Cauliflower also provides a good source of potassium. In fact, an 8-ounce serving of cauliflower contains about 320 milligrams of potassium, which is approximately 9% of the Recommended Nutrient Intake. It is also extremely high in antioxidants as well as other essential nutrients.
Mushrooms, especially crimini mushrooms, have a high potassium content. In fact, just one cup of crimini mushrooms provides about 72 milligrams of potassium. Mushrooms are also low in carbohydrates and high in antioxidants and Vitamin B12.
Avocados, another food that is commonly known for its heart-healthy fats, also contain high amounts of potassium with an average avocado providing approximately 690 milligrams of potassium, which is about 20% of the Recommended Nutrient Intake. These creamy fruits are also high in certain electrolytes, which makes them a great choice during the initial stage of low-carb dieting.
Beets are often coined a super-food due to their abundance of phytonutrients and minerals, including manganese and potassium. In fact, just one cup of beets provides about 442 milligrams of potassium, which is about 13% of the Recommended Nutrient Intake. They are also rich in folate and powerful antioxidants. However, since they are high in carbs, they should be eaten sparingly when following a low-carb diet.
9. Seeds and Nuts
Seeds and nuts provide a good mix of proteins, good fats, and minerals, including potassium, which makes them a good staple for low-carbohydrate diets.

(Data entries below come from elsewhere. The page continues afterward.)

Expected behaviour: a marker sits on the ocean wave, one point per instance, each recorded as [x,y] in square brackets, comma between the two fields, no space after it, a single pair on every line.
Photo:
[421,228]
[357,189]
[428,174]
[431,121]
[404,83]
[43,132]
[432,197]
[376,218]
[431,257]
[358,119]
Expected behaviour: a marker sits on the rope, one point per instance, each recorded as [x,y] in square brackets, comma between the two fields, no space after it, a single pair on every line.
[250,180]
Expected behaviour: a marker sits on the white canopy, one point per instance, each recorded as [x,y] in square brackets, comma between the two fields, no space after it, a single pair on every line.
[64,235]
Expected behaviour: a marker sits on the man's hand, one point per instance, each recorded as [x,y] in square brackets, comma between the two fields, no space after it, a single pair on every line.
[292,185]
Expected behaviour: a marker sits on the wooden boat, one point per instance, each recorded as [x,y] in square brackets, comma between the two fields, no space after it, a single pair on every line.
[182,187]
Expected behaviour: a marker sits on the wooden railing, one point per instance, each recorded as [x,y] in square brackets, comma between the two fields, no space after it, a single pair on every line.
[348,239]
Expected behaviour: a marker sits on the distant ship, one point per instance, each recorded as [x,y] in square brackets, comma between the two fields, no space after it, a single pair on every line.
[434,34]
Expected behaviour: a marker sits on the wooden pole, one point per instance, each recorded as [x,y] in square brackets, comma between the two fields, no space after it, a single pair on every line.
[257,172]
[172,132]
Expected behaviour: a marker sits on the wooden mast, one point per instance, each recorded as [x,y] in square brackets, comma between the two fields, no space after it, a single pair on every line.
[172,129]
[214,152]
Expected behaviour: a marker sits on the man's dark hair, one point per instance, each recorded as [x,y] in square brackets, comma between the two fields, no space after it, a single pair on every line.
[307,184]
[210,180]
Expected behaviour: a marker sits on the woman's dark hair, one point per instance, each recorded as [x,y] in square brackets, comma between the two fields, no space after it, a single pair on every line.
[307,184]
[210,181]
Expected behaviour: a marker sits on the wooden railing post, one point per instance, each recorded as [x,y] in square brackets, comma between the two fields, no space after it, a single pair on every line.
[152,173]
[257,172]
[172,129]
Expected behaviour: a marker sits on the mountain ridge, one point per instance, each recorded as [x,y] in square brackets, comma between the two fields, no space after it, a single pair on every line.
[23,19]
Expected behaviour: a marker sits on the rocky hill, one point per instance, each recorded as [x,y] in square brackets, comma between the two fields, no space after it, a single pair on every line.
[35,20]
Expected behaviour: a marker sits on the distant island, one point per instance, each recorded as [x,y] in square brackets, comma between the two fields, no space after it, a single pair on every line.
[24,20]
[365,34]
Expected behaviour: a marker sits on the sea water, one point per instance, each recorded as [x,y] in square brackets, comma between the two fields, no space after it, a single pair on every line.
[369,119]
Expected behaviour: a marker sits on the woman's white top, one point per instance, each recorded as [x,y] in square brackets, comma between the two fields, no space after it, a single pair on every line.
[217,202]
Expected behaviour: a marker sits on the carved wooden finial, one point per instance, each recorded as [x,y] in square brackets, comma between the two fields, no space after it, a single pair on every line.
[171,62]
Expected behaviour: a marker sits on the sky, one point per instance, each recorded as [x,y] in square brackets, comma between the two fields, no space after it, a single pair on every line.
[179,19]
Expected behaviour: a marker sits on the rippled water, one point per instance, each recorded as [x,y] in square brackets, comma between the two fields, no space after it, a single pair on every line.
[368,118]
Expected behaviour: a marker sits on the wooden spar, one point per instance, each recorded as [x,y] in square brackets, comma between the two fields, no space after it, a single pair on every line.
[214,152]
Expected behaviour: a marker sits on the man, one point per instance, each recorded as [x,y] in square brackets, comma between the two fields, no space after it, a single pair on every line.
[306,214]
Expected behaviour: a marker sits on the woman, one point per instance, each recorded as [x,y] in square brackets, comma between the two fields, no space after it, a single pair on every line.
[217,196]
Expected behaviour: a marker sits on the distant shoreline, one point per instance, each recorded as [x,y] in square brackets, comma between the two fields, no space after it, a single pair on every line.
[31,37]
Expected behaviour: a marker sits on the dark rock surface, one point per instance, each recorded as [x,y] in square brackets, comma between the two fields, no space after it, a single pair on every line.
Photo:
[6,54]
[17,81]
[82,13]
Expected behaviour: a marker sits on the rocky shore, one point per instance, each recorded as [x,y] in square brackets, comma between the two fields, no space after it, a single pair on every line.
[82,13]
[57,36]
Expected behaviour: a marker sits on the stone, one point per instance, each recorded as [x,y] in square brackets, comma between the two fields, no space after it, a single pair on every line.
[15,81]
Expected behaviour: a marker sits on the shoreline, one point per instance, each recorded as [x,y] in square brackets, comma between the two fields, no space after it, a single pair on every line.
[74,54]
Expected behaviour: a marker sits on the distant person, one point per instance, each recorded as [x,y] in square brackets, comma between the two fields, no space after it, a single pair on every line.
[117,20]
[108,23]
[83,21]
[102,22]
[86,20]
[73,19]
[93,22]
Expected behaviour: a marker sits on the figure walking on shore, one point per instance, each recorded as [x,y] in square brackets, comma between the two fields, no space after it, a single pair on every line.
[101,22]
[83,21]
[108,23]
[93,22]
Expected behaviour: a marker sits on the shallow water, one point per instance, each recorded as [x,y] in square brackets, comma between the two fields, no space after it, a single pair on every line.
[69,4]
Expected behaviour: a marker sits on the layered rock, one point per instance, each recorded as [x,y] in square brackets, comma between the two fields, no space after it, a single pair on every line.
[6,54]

Of the various nuts, almonds provide the highest potassium content with just one ounce providing 200 milligrams of potassium, which is approximately 13% of the Recommended Nutrient Intake.
10. Coconut Water
Coconut water is extremely high in potassium as well as other electrolytes, which makes it a great drink for replenishing lost fluids following a workout or during the first two to three weeks of following a low carb diet. In fact, studies show that it may even be more effective at restoring electrolytes than water. Just an 8 ounce serving of coconut water contains about 600 milligrams of potassium, which is approximately 13% of the Recommended Daily Intake.
Other sources of potassium include shellfish, plain yogurt, whole milk, asparagus, dark chocolate, banana, tomato paste, and black tea.
Though simply consuming potassium rich foods should be sufficient enough to address electrolyte loss during the initial phase of low-carb dieting, if symptoms continue, supplementing with a low dose, about a half teaspoon, of cream of tartar a day may be helpful. Some individuals have also found that taking about one teaspoon of half potassium chloride and half lite salt also helps as potassium supplements. However, due to the risk of hyperkalemia or over supplementation, it is strongly recommended that you consult with a doctor first if you think your potassium levels are low before partaking in any potassium supplements.